Ankara Büyükşehir Belediye Başkanı Melih Gökçek'in, bir panelde, ''Anayasa referandumunda ''evet'' oyu kullananların gaflet, dalalet ve ihanet içinde olduğunu söyleyerek, kendisine hakaret ettiği'' iddiasıyla Atatürkçü Düşünce Derneği (ADD) Genel Başkanı Tansel Çölaşan aleyhine açtığı dava, Yargıtayın bozma kararının ardından reddedildi.

cumhuriyet.com.tr

Ankara 4. Sulh Hukuk Mahkemesi'ndeki duruşmaya, Gökçek'in avukatı Bengü Didem Özüyılmaz ile Çölaşan'ın avukatı Mutluhan Karagözoğlu katıldı.
Duruşmada, Yargıtayın bozma kararının okunmasının ardından taraf avukatlarına bozma kararına karşı görüşleri soruldu.

Gökçek'in avukatı Özüyılmaz, mahkemenin, 5 bin lira manevi tazminata hükmettiği eski kararında direnmesini isterken, Avukat Karagözoğlu bozma ilamına uyulmasını talep etti.
Yargıç Bülent Katar, bozma kararına uyulmasını kararlaştırarak, duruşmaya devam etti.
Avukatların son beyanlarını dinleyen Yargıç Katar, daha sonra davanın reddine karar verildiğini açıkladı.

Davanın geçmişi

Davanın dilekçesinde, Çölaşan'ın, Hatay'da düzenlenen ''Türkiye Nereye Gidiyor?'' başlıklı panelde, ''12 Eylül 2010'daki referandumda ''evet'' oyu kullananların gaflet, dalalet ve ihanet içinde olduğunu söylediği'' kaydedilmişti. Gökçek'in, ''evet'' oyu kullandığı ve Çölaşan'ın sözlerinin ilk etaptaki muhataplarından biri olduğu ifade edilen dilekçede, Çölaşan'ın, bu sözleriyle Gökçek'in kişilik haklarını ihlal ettiği savunulmuş ve 5 bin lira manevi tazminat istenmişti. Ankara 4. Sulh Hukuk Mahkemesi Yargıcı Eyüp Sarıcalar, yargılama sonucunda davanın kabulüne karar vererek, Çölaşan'ın, Gökçek'e 5 bin lira manevi tazminat ödemesine hükmetmişti.

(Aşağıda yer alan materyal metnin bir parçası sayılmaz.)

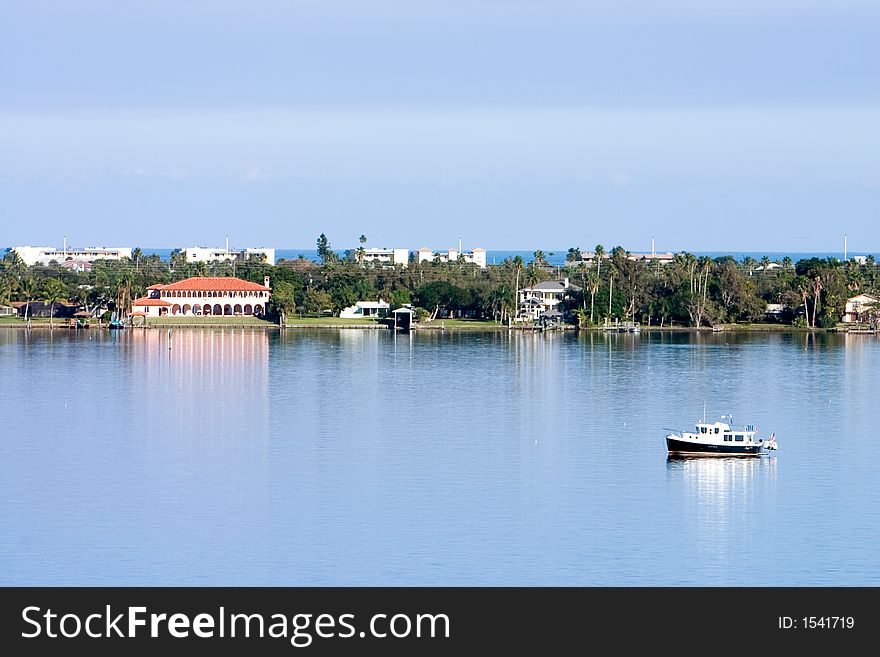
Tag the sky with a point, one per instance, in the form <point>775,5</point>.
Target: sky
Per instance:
<point>733,125</point>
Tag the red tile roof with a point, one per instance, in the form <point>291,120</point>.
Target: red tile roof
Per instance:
<point>146,301</point>
<point>208,283</point>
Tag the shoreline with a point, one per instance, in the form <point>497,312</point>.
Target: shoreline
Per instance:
<point>488,328</point>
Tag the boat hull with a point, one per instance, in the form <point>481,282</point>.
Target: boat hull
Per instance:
<point>690,448</point>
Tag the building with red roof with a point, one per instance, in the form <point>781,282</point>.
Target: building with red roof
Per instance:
<point>205,295</point>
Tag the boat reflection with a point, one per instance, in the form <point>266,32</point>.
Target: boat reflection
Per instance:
<point>719,496</point>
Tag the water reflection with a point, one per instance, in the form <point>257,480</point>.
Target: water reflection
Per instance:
<point>720,496</point>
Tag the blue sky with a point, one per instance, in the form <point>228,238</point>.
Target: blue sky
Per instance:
<point>513,125</point>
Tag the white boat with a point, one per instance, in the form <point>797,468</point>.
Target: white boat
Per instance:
<point>718,439</point>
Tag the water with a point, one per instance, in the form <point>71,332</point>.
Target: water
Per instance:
<point>250,457</point>
<point>556,257</point>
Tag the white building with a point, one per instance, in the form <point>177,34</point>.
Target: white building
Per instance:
<point>477,256</point>
<point>208,295</point>
<point>209,254</point>
<point>542,299</point>
<point>857,306</point>
<point>32,255</point>
<point>366,309</point>
<point>381,256</point>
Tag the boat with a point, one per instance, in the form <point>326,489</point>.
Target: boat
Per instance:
<point>115,322</point>
<point>718,439</point>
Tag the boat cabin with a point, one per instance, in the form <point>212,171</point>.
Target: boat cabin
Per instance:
<point>720,431</point>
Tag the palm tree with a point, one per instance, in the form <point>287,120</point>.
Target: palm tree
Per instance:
<point>136,254</point>
<point>53,292</point>
<point>28,288</point>
<point>517,264</point>
<point>599,253</point>
<point>593,285</point>
<point>361,251</point>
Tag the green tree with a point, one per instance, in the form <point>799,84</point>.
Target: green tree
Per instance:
<point>54,291</point>
<point>29,288</point>
<point>598,254</point>
<point>593,287</point>
<point>136,255</point>
<point>316,301</point>
<point>283,300</point>
<point>325,252</point>
<point>361,251</point>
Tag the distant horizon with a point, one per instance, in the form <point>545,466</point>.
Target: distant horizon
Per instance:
<point>719,126</point>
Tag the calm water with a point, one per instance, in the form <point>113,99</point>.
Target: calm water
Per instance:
<point>364,458</point>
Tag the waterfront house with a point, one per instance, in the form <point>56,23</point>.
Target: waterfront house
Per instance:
<point>858,307</point>
<point>379,256</point>
<point>210,254</point>
<point>366,309</point>
<point>205,295</point>
<point>542,299</point>
<point>476,256</point>
<point>774,311</point>
<point>32,255</point>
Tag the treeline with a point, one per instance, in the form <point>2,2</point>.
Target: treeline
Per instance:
<point>688,291</point>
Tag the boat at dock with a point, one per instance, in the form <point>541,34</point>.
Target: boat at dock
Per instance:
<point>718,439</point>
<point>621,327</point>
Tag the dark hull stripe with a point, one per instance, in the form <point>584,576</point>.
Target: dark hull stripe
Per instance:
<point>685,447</point>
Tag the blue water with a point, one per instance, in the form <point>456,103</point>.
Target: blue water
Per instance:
<point>557,257</point>
<point>250,457</point>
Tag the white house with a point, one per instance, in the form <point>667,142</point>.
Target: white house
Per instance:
<point>31,255</point>
<point>476,256</point>
<point>208,295</point>
<point>381,256</point>
<point>366,309</point>
<point>210,254</point>
<point>542,299</point>
<point>857,306</point>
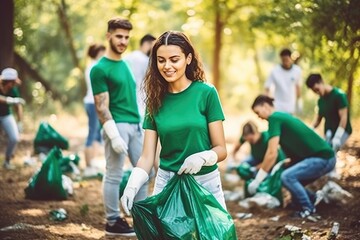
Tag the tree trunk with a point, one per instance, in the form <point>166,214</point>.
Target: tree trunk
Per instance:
<point>351,79</point>
<point>6,33</point>
<point>27,69</point>
<point>217,45</point>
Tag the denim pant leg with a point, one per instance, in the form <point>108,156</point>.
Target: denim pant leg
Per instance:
<point>307,169</point>
<point>9,125</point>
<point>113,173</point>
<point>135,149</point>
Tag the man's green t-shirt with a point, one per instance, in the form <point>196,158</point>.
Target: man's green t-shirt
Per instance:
<point>329,106</point>
<point>182,124</point>
<point>116,78</point>
<point>4,107</point>
<point>258,149</point>
<point>296,139</point>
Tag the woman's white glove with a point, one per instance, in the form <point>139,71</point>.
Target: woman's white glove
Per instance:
<point>117,143</point>
<point>137,178</point>
<point>15,100</point>
<point>336,141</point>
<point>194,162</point>
<point>260,176</point>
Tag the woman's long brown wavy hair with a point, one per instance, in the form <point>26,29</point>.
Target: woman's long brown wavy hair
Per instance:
<point>155,85</point>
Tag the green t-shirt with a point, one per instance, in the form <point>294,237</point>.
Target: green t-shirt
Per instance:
<point>329,106</point>
<point>4,107</point>
<point>116,78</point>
<point>296,139</point>
<point>258,149</point>
<point>182,124</point>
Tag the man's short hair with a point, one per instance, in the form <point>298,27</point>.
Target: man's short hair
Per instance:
<point>285,53</point>
<point>147,38</point>
<point>117,22</point>
<point>313,79</point>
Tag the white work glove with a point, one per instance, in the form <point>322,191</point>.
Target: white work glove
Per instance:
<point>117,143</point>
<point>20,127</point>
<point>260,176</point>
<point>194,162</point>
<point>15,100</point>
<point>299,106</point>
<point>336,141</point>
<point>137,178</point>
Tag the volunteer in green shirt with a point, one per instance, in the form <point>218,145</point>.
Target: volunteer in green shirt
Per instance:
<point>9,96</point>
<point>114,92</point>
<point>334,107</point>
<point>185,113</point>
<point>258,143</point>
<point>310,155</point>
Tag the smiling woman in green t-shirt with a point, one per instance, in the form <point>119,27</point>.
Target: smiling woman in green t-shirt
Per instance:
<point>185,113</point>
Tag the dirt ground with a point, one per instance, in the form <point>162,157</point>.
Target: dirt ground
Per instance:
<point>28,219</point>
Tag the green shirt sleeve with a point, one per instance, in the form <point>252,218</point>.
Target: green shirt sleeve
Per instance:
<point>342,101</point>
<point>149,123</point>
<point>98,80</point>
<point>214,110</point>
<point>274,127</point>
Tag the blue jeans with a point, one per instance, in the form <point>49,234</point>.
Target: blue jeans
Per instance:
<point>94,125</point>
<point>8,123</point>
<point>297,176</point>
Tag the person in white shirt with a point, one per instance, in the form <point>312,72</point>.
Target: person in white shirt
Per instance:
<point>138,61</point>
<point>286,80</point>
<point>95,52</point>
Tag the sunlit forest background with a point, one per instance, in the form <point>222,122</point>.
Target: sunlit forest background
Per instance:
<point>238,41</point>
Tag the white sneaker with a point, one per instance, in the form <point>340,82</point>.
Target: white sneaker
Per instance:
<point>7,165</point>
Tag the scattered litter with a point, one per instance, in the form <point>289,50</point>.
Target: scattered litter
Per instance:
<point>58,214</point>
<point>84,227</point>
<point>243,215</point>
<point>275,218</point>
<point>293,232</point>
<point>334,231</point>
<point>232,178</point>
<point>332,192</point>
<point>261,200</point>
<point>67,184</point>
<point>20,226</point>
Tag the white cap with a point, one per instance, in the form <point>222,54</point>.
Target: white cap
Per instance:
<point>9,74</point>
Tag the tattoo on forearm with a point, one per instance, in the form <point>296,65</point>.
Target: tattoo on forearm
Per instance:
<point>102,107</point>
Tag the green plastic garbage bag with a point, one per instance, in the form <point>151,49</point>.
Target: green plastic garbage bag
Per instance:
<point>124,181</point>
<point>244,171</point>
<point>47,137</point>
<point>272,184</point>
<point>183,210</point>
<point>68,163</point>
<point>46,184</point>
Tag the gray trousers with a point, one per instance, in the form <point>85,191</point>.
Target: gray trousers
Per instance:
<point>133,135</point>
<point>8,123</point>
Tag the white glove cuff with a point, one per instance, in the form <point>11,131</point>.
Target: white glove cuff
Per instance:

Yargıtay 3. Hukuk Dairesi ise ''davacının (Gökçek) referandumda ''evet'' oyu kullandığının ''gizli oy'' ilkesi nedeniyle belirsiz ve kanıtlanamaz olduğu, bu nedenlerle matufiyet ve aktif husumet ehliyetinin bulunmadığı'', ''davalının (Çölaşan) ''evet'' oylarına karşı eleştiri niteliğindeki sözlerinin ifade özgürlüğü kapsamında düşünce açıklaması niteliği taşıdığı, kişilik hakkına saldırı oluşturmadığı'' gerekçeleriyle kararın bozulmasına hükmetmişti.